AUCC’s study shows that 72 percent of Canadian universities engage in initiatives to internationalize the curriculum; of those, 82 percent coordinate activities that develop students’ international perspectives. In addition, 53 percent integrate international students’ perspectives into classroom learning and 44 percent provide professional development for faculty to help them integrate international/intercultural dimensions into their teaching.

While our universities have done a great deal to enhance international education, Canada still needs more students to seize opportunities for studying abroad, and those experiences need to be more geographically varied. Currently, 97 percent of Canadian universities offer students international experiences abroad, and student participation in study-abroad programs is funded at 78 percent of institutions. At my home institution, for example, students who wish to do a study-abroad experience are eligible for a $1,000 scholarship to help offset costs. But demand far outstrips the supply of these funds.

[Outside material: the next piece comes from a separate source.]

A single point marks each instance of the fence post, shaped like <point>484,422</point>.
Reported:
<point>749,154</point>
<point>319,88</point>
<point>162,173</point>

That being said, overall rates of outbound student travel are still low, with just 3.1 percent of full-time undergraduates in Canada (about 25,000) having had an international experience in 2012-13. Canada lags behind the United Kingdom, Germany and the United States in study-abroad participation rates. Germany, for example, has set a target of 50 percent of undergraduates having an international study experience by 2020.

Furthermore, students still largely choose English-speaking and Western European destinations, as opposed to emerging global powers such as China, India or Brazil.

In many other ways, however, the internationalization efforts of Canada’s universities are leading the way in engaging the world’s most dynamic economies. Among the 86 percent of Canadian universities that identify geographic priorities for their international activities, China, Brazil, India, the United States, France, Mexico and Germany (in descending order) are most often given overall priority. Institutional people-to-people linkages with those key economies will benefit Canada in the long run.

Progress in expanding universities’ international engagement—through more study-abroad opportunities, research partnerships and other means—requires universities, government and business to work together. A good start is seen in the new federal International Education Strategy, which recognizes the need for Canadian students to gain international experiences, while providing a framework for promoting the excellence of Canadian education abroad. To enhance learning opportunities and strengthen Canada’s competitive advantage, more concerted efforts to forge international connections in higher education will be needed in the coming years.

Canada’s future will be largely shaped by the educational experiences of our young people, now and in the years ahead. And in a world of growing complexity, those experiences must increasingly extend beyond our own borders.